The TEOS/HDTMS suspensions with different solvents were prepared individually. Ethanol (36.5 mL) and H2O, GTE, or CQD solution (8 mL) were used as solvents. They were stirred and mixed for 10 min, followed by the addition of TEOS (4 mL) and HDTMS (1.5 mL), and stirred for another 30 min. Finally, HCl (0.01 mL) was added and the mixture was stirred for an additional 10 min to complete the coating suspension. The coating suspensions were prepared at 25 °C. The TEOS/HDTMS suspensions were placed in spray bottles and sprayed onto the PVA films ten times. Subsequently, the TEOS/HDTMS-coated films were dried at 25 °C for 12 h.
2.3. Characterization
The morphology and high-resolution transmission electron microscopy (HRTEM) images of the CQDs were obtained using a JEM-ARM200F (NEOARM) instrument (JEOL Ltd., Tokyo, Japan). The TEM images were analyzed using the image processing software ImageJ 1.54, and the lattice fringes were calculated. The chemical structures of the samples were analyzed using Fourier transform infrared (FTIR) spectroscopy using a Spectrum 65 FTIR spectrometer (Perkin Elmer Co., Ltd., Waltham, MA, USA). Spectra were recorded from 4000 to 400 cm−1 in attenuated total reflection (ATR) mode at a scan speed of 64. Micrographs were obtained with scanning electron microscopy (SEM) at 500× magnification using a JEOL-7800F instrument (JEOL Ltd., Tokyo, Japan). Water contact angles (WCAs) were measured using a Phoenix 300 contact angle goniometer (SEO Co., Ltd., Suwon, Republic of Korea). UV-vis spectra were recorded in the 300–700 nm range using a UV-vis spectrophotometer (JASCO V-650; JASCO International Co., Ltd., Tokyo, Japan). Oxygen transmission rates (OTRs) were determined using an OTR 8001 oxygen permeability tester (Systech Instruments Co., Ltd., Johnsburg, IL, USA) following ASTM D3985 standards [23], and maintained at 23 °C and 0% relative humidity (RH).
3. Results and Discussion
Before characterizing the film properties, a particle analysis of the co-solvent materials utilized as variables in the coating suspension was conducted. The morphology and size of the synthesized CQDs were determined by TEM. As shown in Figure 1a,c, the TEM images revealed that the CQDs were spherical, very small, and well dispersed. The particle size distribution of the synthesized CQDs ranged from 2.0 nm to 7.0 nm in diameter, showing a relatively narrow distribution. The average diameter was 4.1 nm ± 0.5 nm, which agreed well with the characteristic size of previously reported CQDs. Additionally, the HRTEM image revealed lattice fringes of 0.21 nm for the as-prepared CQDs, indicating the successful synthesis of the CQDs [24]. In contrast, Gopal et al. determined the particle size of GTE to be approximately 10–80 μm [25]. This suggests that the GTE particles were much larger than those of the CQDs. Therefore, in terms of particle size, the GTE particles could be considered for comparison with the CQD particles in the TEOS/HDTMS coating.

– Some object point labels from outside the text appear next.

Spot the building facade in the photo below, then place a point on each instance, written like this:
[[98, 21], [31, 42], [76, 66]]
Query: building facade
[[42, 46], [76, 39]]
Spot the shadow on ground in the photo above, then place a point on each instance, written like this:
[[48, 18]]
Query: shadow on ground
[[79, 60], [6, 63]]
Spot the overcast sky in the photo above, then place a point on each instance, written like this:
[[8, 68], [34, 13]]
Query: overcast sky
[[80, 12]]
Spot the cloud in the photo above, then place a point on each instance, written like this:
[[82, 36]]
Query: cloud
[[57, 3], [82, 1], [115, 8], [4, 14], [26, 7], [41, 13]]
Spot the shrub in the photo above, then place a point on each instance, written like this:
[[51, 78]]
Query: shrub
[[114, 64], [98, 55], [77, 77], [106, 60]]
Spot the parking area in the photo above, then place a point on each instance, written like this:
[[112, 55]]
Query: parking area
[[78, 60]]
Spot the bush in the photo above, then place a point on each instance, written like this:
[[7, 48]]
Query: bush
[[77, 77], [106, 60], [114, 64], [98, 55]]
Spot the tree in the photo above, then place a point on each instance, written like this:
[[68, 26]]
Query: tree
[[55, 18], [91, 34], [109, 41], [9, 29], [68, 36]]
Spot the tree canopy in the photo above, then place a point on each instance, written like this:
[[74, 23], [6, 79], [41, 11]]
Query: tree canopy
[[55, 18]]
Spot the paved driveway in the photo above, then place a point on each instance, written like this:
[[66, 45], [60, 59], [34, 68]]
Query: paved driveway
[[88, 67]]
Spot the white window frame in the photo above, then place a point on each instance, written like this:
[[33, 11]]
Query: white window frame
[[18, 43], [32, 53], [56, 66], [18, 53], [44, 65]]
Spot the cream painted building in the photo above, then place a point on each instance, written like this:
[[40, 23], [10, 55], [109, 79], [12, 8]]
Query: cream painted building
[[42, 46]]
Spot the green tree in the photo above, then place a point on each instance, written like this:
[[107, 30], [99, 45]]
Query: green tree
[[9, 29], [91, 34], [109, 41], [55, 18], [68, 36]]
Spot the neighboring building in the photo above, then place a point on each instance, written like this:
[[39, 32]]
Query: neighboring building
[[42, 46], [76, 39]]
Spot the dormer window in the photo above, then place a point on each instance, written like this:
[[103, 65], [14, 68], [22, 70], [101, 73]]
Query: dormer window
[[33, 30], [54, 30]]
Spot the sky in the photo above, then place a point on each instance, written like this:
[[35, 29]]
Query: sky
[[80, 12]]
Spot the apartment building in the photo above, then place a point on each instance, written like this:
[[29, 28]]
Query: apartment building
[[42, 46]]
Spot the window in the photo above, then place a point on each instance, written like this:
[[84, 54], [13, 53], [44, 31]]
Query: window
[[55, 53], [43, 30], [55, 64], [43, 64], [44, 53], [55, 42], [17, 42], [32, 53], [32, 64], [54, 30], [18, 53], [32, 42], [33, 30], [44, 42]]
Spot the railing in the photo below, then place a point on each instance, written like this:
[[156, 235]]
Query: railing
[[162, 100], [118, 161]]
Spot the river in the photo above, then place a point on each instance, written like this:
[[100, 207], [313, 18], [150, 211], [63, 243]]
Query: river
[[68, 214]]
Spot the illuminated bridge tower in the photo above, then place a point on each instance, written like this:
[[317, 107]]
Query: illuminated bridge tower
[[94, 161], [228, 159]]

3.1. Dispersibility of the Coating Suspensions
The TEOS/HDTMS coating suspensions are depicted in Figure 2a,b. As shown in Figure 2a, the CP–H2O and CP–GTE suspensions were cloudy and opaque with the aggregation and slight precipitation of the TEOS and HDTMS. The degree of aggregation was more pronounced in the CP–H2O suspension. In contrast, the CP–CQD suspension became transparent, concurrent with a significant improvement in dispersion [26]. As the dispersion increases in a suspension containing nanoparticles, the suspension may become transparent. After 3 d, distinct phase separation occurred in the CP–H2O and CP–GTE suspensions, whereas the CP–CQD suspension remained well dispersed.
The theory behind the enhanced dispersion in the TEOS/HDTMS suspension with cosolvent changes is shown in Figure 2c. This was attributed to the extremely small and lightweight nature of the CQDs. The CQDs demonstrate excellent stability, as evidenced by the high zeta potential value (>30) reported in numerous studies [27,28]. The CQD particles can maintain a suitable equilibrium between buoyancy and gravity within the suspension [28]. It is estimated that the interactions and bonding between the dispersed CQD particles and TEOS and HDTMS contribute to the overall enhancement of dispersion within the suspension. For similar reasons, owing to the micro-sized particle characteristics of GTE, the CP–GTE suspension exhibited slightly improved aggregation and precipitation compared to the CP–H2O suspension. While the dispersion enhancement ability of the GTE is lower than that of the nano-sized CQDs, small particles can still improve dispersion, albeit to varying extents, depending on their size. Therefore, it can be inferred that the size and characteristics of the particles influenced their dispersion in the suspension.
3.2. FTIR Analysis
The FTIR spectra of the CPVA and CPVA coated with TEOS/HDTMS are shown in Figure 3. FTIR analysis was conducted to examine the chemical bonding between the CPVA and TEOS/HDTMS coatings and investigate solvent-induced changes. The CPVA exhibited spectral peaks at 3330, 1655, 1422, and 1086 cm−1, corresponding to the –OH, C–O–C, and C–OH groups in the PVA chains, respectively [11,29,30]. In addition, peaks at 1417 (B–O), 1293 (B–O–C), 1030 (B–O–C), and 662 cm−1 (O–B–O) were detected because of the crosslinking reaction between the PVA and BA [10,11,31,32].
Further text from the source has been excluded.